Acquise en 1958 pour 45 livres, la toile de modestes dimensions (65x45 cm) n'a été authentifiée comme une œuvre de Léonard de Vinci (1452-1519) qu'en 2005. Passé entre de nombreuses mains depuis sa création vers 1500, le Salvator Mundi était, jusqu'à présent, la propriété de l'oligarque russe et propriétaire de l'AS Monaco Dmitri Rybolovlev. Ce dernier l'avait lui-même acquis en 2015 auprès du « roi des ports francs » Yves Bouvier pour la modique somme de 127, 5 millions de dollars (environ 108 millions d'euros). Avec sa vente, le 15 novembre dernier par Christie's, la toile serait désormais la plus chère de l'histoire : loin devant la version 0 des Femmes d'Alger de Pablo Picasso vendue 175,4 millions de dollars en 2015 ou les toiles à 300 millions de dollars de Wilhem de Kooning et de Paul Gauguin vendues de gré à gré la même année.

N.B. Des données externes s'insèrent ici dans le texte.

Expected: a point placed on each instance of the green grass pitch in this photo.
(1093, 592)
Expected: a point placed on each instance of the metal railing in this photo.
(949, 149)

Quel multimillionnaire peut donc se permettre une telle acquisition ? Si Le Journal du dimanche affirmait, dans un récent article, qu'il s'agissait probablement de sociétés d'investissement cherchant à revendre ou à louer le célèbre tableau à de grands musées asiatiques ou moyen-orientaux, la balance penche maintenant davantage plus du côté d'un acheteur saoudien. Selon le New York Times c'est le prince saoudien Bader ben Abdullah ben Mohammed ben Farhan Al-Saoud qui serait l'heureux propriétaire de ce Léonard de Vinci si prisé. Le Wall Street Journal avance, quant à lui, que l’œuvre serait entre les mains du prince héritier et vice-Premier ministre d'Arabie saoudite Mohammed ben Salmane Al Saoud. Ce dernier aurait d'ailleurs été à l'origine de la décision d'exposer le Salvator Mundi au sein du Louvre Abu Dhabi. Y a-t'il une chance de voir l’œuvre exposée un jour sous la Pyramide du Louvre à Paris ? Jean-Luc Martinez, directeur du musée du Louvre, affirmait sur RTL être en négociations pour que ce désormais fameux Salvator Mundi rejoigne le musée parisien le temps des festivités et expositions organisées pour les 30 ans du Grand Louvre. Patience, donc.